Book Club/Reading Group/Classroom Discussion Questions for THE UNQUIET DAUGHTER

1. THE UNQUIET DAUGHTER is a mystery about who Danielle Flood is, who her father is and what happened in the Saigon of French Indochina between her three parents in 1947-53. What is the point of THE UNQUIET DAUGHTER by Danielle Flood? Is there more than one point? If you believe there are multiple points, what are they?

2. Who is the Unquiet Daughter of the title of the book? Is there more than one? Why do you think the daughter is unquiet? Why is the mother unquiet? Do you think the author purposely did not describe in any way exactly who the Unquiet Daughter of the title is? Why?

3. What did you learn about life from this memoir?

4. Who is your favorite character in THE UNQUIET DAUGHTER? Why? Who is your least favorite character and why?

5. Why do you think Danielle’s mother treated her the way she did?

6. When Danielle’s mother told her to find someplace else to live, what options did Danielle have?

7. THE QUIET AMERICAN was a novel by Graham Greene, the English novelist, published in 1955 in England. Though much of THE UNQUIET DAUGHTER stands alone as a story, its links to THE QUIET AMERICAN are undeniable, according to biographer and Graham Greene expert Michael Shelden, other book reviewers and Graham Greene’s authorized biographer. Author Danielle Flood in her epilogue shows how the characters in THE QUIET AMERICAN are alike and unlike her parents and their love triangle in French Indochina during the same time frame as the action in THE QUIET AMERICAN.  She also quotes Greene saying in a NEW YORK TIMES interview with V. S. Pritchett that he didn’t “take people straight from real life in his novels…The characters in my novels are an amalgam of bits of real people…they are fused by the heat of the unconscious. Real people are too limiting.” Do you think Greene was telling the truth when he said this to Pritchett or do you think he protested too much in the Shakespearean sense of the matter?

8. Flood notes that Austrian Vietnam Scholar Joseph Buttinger said the core of Graham Greene’s THE QUIET AMERICAN is the accusation that the Americans in Saigon at the time were authors of the January 9, 1952 bombing there. After having read the epilogue and the notes in the back of THE UNQUIET DAUGHTER, do you believe that Americans in Saigon in 1950-53 were in any way involved with the January 9, 1952 downtown bombing that numbered women and children amongst its casualties?
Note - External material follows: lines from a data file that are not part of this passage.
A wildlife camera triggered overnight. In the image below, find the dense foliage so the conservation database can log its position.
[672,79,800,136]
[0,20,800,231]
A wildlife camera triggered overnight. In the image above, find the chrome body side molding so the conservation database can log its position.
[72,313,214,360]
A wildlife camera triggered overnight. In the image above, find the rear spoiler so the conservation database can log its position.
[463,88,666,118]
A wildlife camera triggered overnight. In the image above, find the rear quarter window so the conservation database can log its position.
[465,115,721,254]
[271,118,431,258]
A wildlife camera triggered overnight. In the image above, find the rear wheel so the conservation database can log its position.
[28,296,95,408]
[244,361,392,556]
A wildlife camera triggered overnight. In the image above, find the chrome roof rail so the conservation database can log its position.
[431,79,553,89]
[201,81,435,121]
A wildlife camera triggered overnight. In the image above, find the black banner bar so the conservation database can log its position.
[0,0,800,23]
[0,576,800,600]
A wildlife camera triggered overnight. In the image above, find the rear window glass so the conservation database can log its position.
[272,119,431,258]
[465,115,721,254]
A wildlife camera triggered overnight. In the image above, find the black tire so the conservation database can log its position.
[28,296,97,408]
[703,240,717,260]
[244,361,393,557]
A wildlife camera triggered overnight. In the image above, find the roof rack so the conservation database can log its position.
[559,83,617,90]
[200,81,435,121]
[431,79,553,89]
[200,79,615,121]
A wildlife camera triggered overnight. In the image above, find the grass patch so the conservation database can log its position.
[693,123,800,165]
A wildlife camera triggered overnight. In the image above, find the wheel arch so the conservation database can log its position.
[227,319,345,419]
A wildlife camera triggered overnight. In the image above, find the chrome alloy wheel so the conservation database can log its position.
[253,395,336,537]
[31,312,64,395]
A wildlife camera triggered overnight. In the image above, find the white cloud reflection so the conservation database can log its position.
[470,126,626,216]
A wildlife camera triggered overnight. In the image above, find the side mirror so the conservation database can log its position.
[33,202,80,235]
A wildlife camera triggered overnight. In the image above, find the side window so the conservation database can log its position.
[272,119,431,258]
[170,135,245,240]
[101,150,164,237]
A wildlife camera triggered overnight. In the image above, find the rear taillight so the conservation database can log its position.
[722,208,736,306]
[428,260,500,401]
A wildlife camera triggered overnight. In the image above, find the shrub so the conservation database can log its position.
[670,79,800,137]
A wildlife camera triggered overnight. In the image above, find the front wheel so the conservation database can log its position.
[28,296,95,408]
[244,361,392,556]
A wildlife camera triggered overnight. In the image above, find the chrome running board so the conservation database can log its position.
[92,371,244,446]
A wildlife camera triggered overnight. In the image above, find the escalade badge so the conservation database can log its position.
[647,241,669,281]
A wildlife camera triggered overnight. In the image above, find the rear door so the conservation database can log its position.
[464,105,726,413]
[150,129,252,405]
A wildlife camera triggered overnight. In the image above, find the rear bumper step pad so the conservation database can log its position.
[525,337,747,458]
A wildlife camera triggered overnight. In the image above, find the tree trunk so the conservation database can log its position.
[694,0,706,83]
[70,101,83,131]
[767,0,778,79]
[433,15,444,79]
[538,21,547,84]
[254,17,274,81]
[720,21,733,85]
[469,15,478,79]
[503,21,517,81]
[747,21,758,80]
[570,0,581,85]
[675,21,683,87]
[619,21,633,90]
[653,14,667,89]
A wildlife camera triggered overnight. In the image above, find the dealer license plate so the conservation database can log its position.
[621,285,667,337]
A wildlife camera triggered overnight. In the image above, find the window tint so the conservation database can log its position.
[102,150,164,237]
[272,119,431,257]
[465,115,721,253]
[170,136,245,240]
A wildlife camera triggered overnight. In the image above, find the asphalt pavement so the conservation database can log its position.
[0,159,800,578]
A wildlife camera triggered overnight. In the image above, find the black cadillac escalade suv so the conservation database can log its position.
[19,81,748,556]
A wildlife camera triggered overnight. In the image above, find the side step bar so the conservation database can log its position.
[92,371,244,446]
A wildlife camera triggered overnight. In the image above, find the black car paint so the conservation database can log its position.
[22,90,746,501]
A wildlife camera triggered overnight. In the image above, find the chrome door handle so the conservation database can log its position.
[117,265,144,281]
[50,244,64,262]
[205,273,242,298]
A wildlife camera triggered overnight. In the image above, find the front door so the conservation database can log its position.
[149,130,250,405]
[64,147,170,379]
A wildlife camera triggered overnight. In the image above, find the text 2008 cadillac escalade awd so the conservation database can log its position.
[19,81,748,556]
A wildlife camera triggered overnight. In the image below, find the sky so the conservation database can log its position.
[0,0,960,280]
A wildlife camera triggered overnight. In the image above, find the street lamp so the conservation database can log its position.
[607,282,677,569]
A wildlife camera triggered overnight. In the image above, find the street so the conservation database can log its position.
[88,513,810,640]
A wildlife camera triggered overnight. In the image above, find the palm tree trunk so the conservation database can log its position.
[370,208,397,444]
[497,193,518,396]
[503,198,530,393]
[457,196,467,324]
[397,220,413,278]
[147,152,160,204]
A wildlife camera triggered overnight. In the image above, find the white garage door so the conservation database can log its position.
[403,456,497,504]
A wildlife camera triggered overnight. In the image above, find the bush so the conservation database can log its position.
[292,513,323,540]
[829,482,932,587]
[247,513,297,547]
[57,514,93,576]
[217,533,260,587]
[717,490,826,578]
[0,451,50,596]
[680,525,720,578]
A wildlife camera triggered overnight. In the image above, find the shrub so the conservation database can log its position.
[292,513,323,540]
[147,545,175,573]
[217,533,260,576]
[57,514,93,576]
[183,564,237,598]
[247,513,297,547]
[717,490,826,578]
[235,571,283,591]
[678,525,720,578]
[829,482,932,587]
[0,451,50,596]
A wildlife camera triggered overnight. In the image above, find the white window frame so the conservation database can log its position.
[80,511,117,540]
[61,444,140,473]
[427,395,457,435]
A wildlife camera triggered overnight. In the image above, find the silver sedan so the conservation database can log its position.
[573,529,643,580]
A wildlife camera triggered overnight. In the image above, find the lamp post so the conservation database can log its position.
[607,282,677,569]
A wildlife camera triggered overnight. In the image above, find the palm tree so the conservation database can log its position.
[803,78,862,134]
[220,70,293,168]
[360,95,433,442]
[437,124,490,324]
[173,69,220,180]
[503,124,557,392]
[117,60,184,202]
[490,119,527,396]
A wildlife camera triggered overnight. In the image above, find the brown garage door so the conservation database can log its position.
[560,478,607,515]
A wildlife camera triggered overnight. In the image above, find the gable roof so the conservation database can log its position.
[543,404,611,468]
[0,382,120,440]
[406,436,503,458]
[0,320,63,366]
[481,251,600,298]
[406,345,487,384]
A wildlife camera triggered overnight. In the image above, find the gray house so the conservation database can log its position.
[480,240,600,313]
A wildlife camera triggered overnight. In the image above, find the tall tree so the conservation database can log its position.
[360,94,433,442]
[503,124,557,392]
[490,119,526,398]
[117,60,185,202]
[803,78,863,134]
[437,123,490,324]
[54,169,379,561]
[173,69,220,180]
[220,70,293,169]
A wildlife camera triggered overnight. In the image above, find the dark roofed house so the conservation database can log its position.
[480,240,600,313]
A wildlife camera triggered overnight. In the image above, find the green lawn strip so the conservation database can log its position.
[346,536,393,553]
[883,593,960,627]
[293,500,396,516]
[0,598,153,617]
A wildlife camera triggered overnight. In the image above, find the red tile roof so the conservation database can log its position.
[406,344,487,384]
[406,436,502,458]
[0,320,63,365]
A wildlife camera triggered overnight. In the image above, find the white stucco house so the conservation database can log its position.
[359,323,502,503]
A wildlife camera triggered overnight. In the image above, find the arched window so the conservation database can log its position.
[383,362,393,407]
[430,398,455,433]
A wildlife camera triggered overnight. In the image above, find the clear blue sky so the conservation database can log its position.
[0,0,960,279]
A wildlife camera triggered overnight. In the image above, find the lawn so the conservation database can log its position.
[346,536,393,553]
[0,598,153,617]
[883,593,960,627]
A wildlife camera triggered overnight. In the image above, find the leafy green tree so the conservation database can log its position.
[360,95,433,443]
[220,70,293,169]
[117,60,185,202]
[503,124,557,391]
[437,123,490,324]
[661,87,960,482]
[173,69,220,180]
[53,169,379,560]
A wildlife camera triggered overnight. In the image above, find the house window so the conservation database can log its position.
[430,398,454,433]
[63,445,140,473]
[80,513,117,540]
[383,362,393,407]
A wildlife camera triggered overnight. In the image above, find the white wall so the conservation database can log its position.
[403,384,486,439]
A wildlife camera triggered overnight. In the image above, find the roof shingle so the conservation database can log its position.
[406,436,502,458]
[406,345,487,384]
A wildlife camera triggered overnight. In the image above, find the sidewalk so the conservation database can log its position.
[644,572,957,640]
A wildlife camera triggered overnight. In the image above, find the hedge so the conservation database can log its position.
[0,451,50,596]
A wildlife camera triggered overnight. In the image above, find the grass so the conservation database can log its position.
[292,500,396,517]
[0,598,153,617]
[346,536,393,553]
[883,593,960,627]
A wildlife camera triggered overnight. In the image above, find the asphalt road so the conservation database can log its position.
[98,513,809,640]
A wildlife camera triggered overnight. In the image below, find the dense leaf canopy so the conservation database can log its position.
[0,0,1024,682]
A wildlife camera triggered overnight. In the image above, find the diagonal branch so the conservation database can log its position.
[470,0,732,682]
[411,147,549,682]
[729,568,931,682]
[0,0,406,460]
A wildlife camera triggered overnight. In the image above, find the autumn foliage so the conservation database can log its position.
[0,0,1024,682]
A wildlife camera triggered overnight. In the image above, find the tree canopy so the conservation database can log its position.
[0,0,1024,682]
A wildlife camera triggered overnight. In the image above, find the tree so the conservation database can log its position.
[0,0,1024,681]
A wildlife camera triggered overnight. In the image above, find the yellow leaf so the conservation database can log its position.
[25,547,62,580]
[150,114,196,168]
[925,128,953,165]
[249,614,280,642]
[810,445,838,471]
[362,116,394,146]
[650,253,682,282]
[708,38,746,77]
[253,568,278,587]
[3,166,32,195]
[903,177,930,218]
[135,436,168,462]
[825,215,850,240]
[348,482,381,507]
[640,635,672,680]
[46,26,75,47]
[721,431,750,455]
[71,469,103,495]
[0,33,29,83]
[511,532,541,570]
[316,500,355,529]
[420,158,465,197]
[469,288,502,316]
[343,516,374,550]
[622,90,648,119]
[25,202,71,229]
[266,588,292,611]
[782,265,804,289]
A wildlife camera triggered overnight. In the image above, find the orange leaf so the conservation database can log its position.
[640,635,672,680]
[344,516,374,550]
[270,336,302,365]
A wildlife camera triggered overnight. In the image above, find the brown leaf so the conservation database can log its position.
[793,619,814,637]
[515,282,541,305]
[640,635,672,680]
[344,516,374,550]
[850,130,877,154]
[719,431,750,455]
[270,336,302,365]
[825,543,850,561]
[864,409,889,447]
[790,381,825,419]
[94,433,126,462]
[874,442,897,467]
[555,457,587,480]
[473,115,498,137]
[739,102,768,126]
9. Should an author acknowledge when he “fictionalizes” a real life story or uses characters from real life in his or her novels? And if so, how should he or she do this? In an introduction or acknowledgement? Do you think that characters and real persons they are modeled from need to be exactly alike in order for the similarity between the fictional characters and the real life characters to be valid?

10. What do you think of the way the characters in THE UNQUIET DAUGHTER behaved towards to each other? How and why?

11. Were you aware that if a person was partially Vietnamese some 65 years ago, even in Vietnam, that that person was considered all Vietnamese? Does that matter? Are people who are part Vietnamese considered all Vietnamese now? What do you think of that? Should President Obama, who is half-white, be called black or African American when he is also half white? Why is he not called white?

12. Why did you decide to read THE UNQUIET DAUGHTER?

13. Danielle’s mother apparently was free in her mind about wearing clothes or not. Would you consider Danielle’s mother to be a feminist? What does women’s liberation mean?

14. What kind of possibilities does a person face when they look for their father late in life? What characteristics are needed to take on such a hunt? Are the possibilities different when someone takes on the search as a young person or as an older person, say after the age of 60?

15. Recent census information says that the number of women making the single parent decision has gone up steadily over the last 50 years and continues to do so. Do agree with Flood’s opinion that women who decide to become single mothers should consider how their child would feel about not having a father? Or do you think it is their right to carry a child into the world without considering how the child would feel about being fatherless? Do you think there is shame in single motherhood? Why? Why not?

16. Danielle Flood states that she was not happy about being fatherless, that she felt shame because of it. Why? Do you think this is still felt by some offspring in her position today?

17. Do you think children need fathers? Why or why not? Did Danielle Flood’s story influence you either way on this question?

18. Would you help someone try to find their father if they asked you for it? Why or why not?